Post Author: Bill Pratt
Not according to an article published last year by the Wall Street Journal. The columnist cites research which indicates that people who never worship at a traditional house of worship are more likely to be superstitious. Below is an excerpt:
The Gallup Organization, under contract to Baylor’s Institute for Studies of Religion, asked American adults a series of questions to gauge credulity. Do dreams foretell the future? Did ancient advanced civilizations such as Atlantis exist? Can places be haunted? Is it possible to communicate with the dead? Will creatures like Bigfoot and the Loch Ness Monster someday be discovered by science?
The answers were added up to create an index of belief in occult and the paranormal. While 31% of people who never worship expressed strong belief in these things, only 8% of people who attend a house of worship more than once a week did.

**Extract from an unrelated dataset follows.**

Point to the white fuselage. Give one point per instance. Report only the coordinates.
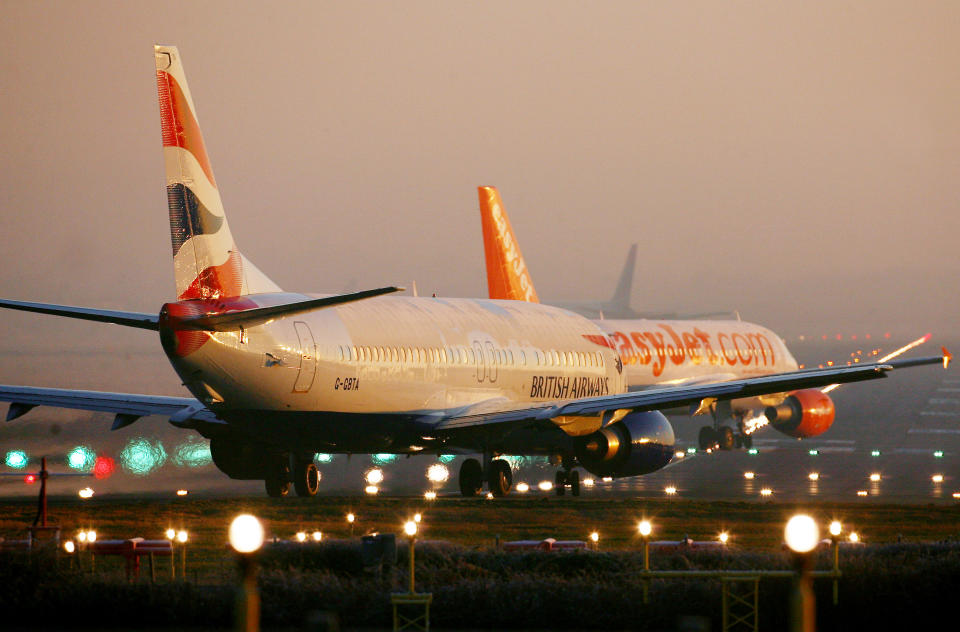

It seems that the modern, secular myth that traditional religious folks, especially Christians, are generally more irrational and prone to believing things without evidence, is clearly false. It turns out that everyone, and especially the non-religious, believes some things without evidence.
No group of any size has the market cornered on cold, hard, rational thinking. In my life, I have met irrational Christians, atheists, Muslims, and Mormons, to name a few. Each group has its share of irrational followers.
Instead of poking fun at the irrational followers of a movement, why don’t we seek out the rational and reasonable members, and speak to them? I think it’s because those people might actually make us think, and reconsider some of our cherished beliefs. That wouldn’t be as fun, would it?